I am sending you a summary of the most important testimonies of those arrested by the GUGB NKVD of the USSR for 23‐25 February 1938.
Peopleʹs Commissar of Internal Affairs of the USSR General Commissar of
State Security (EZHOV)
Top secret
For the 3rd DEPARTMENT
1. ROMANOVSKY VI, former deputy. Commissar of
Communications. Interrogated: KUZNETSOV.
He pleaded guilty to being a member of the anti‐Soviet organization of the right in the system of the Peopleʹs Commissariat of Communications, where he was involved in 1934 by I.P. Zhukov. (arrested). While working at the All‐Union Radio Committee under the Council of Peopleʹs Commissars of the USSR, ROMANOVSIY disrupted measures for the radioification of the USSR.

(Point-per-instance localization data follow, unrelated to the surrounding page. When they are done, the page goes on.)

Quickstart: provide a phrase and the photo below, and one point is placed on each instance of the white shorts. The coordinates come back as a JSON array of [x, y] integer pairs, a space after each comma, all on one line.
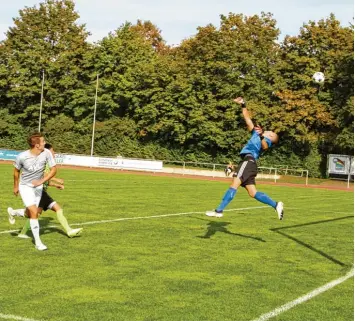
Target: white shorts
[[30, 195]]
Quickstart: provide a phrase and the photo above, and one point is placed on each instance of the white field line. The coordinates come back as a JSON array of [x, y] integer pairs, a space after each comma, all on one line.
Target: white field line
[[14, 317], [318, 211], [144, 217], [306, 297]]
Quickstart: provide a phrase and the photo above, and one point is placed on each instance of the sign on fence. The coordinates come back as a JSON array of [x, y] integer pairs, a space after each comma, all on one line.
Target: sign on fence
[[340, 164], [8, 154]]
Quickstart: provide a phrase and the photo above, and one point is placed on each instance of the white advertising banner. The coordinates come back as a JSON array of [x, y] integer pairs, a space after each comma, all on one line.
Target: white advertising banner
[[105, 162]]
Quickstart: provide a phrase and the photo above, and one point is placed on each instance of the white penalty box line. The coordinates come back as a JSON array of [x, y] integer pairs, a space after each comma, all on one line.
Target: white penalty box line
[[306, 297], [145, 217]]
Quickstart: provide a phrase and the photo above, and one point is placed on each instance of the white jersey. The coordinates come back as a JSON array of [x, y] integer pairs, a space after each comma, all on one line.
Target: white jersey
[[33, 166]]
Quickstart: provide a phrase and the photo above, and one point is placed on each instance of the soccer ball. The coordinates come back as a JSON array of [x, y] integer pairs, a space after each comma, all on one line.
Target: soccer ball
[[318, 77]]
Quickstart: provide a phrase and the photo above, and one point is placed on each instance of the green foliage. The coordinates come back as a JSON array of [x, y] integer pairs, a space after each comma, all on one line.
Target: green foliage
[[158, 102]]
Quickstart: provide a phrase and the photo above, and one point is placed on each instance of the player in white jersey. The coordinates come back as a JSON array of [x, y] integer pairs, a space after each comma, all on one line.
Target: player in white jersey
[[29, 178], [46, 203]]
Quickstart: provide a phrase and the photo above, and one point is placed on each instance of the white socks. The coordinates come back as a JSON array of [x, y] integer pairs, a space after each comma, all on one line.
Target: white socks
[[35, 230], [19, 212]]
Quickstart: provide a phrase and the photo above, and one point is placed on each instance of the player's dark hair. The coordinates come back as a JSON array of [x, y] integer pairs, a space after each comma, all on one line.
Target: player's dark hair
[[34, 139]]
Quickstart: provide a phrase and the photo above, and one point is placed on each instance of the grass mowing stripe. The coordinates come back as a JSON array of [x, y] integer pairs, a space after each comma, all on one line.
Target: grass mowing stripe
[[14, 317], [306, 297], [143, 217]]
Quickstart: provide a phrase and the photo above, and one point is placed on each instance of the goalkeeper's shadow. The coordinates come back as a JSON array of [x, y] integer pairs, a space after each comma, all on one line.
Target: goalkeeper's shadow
[[220, 226]]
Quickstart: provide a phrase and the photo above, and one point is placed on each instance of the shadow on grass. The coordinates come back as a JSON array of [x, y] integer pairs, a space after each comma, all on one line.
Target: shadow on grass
[[280, 230], [213, 227], [45, 228]]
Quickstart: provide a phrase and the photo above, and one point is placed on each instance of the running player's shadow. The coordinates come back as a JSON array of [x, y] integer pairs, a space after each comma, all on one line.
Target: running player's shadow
[[45, 227], [213, 227], [282, 231]]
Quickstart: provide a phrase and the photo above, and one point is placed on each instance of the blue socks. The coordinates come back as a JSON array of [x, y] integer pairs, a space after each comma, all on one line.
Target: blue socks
[[227, 198], [263, 198]]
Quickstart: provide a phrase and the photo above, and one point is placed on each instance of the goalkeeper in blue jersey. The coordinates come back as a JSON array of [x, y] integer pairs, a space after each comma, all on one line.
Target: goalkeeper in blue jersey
[[46, 203], [247, 169]]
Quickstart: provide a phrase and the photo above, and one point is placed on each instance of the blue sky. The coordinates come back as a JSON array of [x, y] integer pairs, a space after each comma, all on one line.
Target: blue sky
[[179, 19]]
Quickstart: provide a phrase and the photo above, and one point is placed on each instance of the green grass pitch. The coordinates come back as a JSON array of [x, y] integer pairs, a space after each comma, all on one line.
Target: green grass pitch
[[148, 252]]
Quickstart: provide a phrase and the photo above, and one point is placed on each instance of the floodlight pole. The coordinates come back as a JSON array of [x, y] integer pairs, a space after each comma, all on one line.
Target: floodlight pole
[[93, 125], [40, 108]]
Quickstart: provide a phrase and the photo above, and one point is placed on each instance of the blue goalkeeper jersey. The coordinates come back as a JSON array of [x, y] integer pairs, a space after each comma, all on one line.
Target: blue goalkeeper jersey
[[253, 146]]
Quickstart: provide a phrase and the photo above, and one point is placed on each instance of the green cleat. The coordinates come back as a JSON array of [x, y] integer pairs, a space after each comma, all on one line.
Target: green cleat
[[75, 232]]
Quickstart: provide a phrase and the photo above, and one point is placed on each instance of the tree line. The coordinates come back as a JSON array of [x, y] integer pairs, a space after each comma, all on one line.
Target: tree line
[[175, 103]]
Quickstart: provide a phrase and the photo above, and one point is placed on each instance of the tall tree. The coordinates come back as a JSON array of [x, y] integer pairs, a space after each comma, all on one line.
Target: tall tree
[[44, 40]]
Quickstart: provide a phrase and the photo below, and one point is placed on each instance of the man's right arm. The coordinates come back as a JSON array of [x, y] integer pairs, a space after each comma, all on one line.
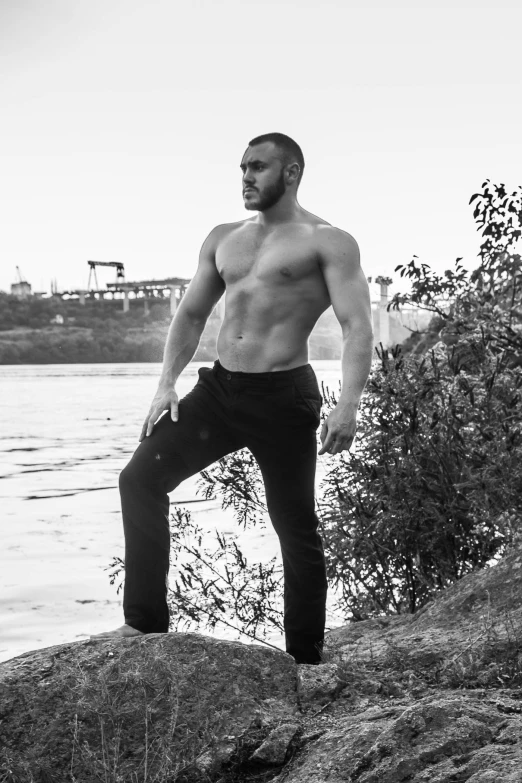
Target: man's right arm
[[204, 291]]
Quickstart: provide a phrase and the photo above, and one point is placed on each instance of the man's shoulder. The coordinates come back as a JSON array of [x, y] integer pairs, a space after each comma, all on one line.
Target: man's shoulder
[[224, 229], [335, 243]]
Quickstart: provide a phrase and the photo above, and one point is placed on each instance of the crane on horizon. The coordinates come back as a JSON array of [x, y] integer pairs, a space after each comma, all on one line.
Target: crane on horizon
[[120, 272]]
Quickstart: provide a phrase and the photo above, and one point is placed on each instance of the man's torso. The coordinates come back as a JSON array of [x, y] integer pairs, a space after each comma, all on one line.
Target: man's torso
[[275, 292]]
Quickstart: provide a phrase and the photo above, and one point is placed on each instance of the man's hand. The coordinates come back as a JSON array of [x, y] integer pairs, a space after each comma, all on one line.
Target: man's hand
[[164, 399], [338, 431]]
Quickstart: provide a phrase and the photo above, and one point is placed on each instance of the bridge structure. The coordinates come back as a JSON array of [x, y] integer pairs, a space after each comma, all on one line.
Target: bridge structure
[[145, 290]]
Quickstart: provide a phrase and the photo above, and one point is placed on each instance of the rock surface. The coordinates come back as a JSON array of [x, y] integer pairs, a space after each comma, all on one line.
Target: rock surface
[[430, 698]]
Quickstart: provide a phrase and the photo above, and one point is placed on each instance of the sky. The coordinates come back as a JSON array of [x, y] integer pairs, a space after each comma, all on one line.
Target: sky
[[124, 123]]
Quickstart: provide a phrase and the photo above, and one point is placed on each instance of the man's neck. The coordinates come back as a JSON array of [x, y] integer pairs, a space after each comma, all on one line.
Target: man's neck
[[285, 211]]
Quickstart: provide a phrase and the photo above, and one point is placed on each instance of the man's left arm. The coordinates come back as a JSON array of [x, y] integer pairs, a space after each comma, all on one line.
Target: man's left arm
[[350, 298]]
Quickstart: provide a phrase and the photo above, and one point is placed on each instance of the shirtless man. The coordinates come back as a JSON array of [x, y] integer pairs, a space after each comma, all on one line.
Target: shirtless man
[[279, 270]]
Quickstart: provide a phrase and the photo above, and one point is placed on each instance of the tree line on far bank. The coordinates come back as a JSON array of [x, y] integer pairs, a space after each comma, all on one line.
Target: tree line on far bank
[[100, 331]]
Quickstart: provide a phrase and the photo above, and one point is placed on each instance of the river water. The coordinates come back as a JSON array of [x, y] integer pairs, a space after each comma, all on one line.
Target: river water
[[66, 431]]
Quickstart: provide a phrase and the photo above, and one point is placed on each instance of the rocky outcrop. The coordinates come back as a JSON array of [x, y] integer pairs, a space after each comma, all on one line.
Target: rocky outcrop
[[432, 697]]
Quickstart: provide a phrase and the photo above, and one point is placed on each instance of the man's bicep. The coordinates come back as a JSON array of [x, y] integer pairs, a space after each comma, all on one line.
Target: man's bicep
[[207, 286], [345, 280]]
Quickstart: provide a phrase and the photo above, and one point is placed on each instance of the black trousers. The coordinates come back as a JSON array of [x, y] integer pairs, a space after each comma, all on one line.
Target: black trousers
[[275, 415]]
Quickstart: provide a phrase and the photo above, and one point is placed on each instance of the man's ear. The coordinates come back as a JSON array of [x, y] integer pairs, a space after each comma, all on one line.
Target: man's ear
[[292, 173]]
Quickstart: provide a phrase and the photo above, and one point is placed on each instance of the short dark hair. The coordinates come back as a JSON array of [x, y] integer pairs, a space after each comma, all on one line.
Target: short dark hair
[[292, 152]]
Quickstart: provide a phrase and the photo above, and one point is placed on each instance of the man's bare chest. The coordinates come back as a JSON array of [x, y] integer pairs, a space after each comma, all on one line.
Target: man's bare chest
[[269, 259]]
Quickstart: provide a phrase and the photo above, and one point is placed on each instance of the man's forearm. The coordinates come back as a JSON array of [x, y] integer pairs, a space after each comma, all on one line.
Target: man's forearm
[[181, 345], [356, 364]]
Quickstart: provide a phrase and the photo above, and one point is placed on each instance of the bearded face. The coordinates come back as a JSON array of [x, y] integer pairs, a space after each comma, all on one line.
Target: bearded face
[[263, 196]]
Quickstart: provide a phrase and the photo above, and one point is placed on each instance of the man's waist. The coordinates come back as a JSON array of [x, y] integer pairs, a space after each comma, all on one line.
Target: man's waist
[[271, 377]]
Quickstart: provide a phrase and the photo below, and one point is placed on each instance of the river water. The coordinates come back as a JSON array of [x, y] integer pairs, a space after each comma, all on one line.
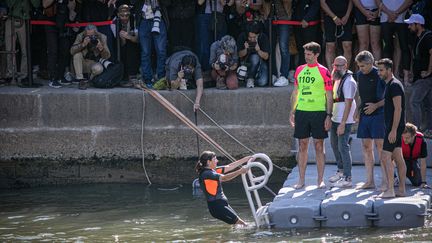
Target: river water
[[137, 213]]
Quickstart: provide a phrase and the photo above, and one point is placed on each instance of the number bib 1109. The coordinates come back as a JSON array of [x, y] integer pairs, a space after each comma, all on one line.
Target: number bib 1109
[[311, 90]]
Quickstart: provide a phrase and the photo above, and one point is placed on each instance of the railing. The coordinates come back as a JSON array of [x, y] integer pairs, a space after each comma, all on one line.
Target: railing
[[253, 183]]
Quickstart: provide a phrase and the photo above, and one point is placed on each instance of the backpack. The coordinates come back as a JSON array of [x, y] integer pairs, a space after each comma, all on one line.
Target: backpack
[[110, 77]]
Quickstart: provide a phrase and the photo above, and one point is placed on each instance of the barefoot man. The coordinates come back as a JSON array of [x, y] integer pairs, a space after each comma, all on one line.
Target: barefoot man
[[370, 115], [311, 110], [394, 120]]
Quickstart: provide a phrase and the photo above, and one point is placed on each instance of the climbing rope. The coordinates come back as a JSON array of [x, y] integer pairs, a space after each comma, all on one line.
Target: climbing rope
[[142, 140], [283, 168]]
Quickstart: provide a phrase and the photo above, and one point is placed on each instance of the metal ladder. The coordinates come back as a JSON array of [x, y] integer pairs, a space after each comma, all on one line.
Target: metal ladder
[[252, 183]]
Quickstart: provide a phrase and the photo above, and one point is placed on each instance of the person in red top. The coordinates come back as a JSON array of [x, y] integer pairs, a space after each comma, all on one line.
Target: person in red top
[[311, 110], [414, 147]]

ROMANOVSKY destroyed the work of the communications group at KSK, which was subsequently liquidated. By active wrecking activity, ROMANOVSKY contributed to the collapse of the work of the electric low‐voltage industry, which he carried out together with the former head of Glavosprom, Trotskyist LYUTOV. Disrupted the drawing up of the general communication scheme of the 3rd five‐year plan. Slowed down the resolution of the question of building a new telephone plant. Delayed the repair of broadcasting stations, which brought a number of stations into an almost unusable state. He did not provide the telegraph with telegraph devices, which was reflected in the modernization of telegraph communications in 1937. As members of the anti‐Soviet organization of the right, ROMANOVSKY named: PAKHILEVICH ‐ head of the international communications department of NKSvyaz (arrested), MORTOVITSKY ‐ head of the capital construction department of NKSvyaz (arrested), ZBRUEVA ‐ head of Radiostroy (arrested), BUNIN ‐ head of the NKSvyaz financial department (convicted), LAPIRO‐SKOBLO ‐ professor of NKSvyaz (arrested), BUSHUEV ‐ chief inspector of NKSvyaz (arrested), VELLER ‐ deputy. the head of ʺRadiostroyʺ (arrested).
2. MAMAEV AC, Head of the Main Directorate of the Knitwear
Industry of the USSR Peopleʹs Commissariat for Legal Industry. Interrogated: TIMONIN.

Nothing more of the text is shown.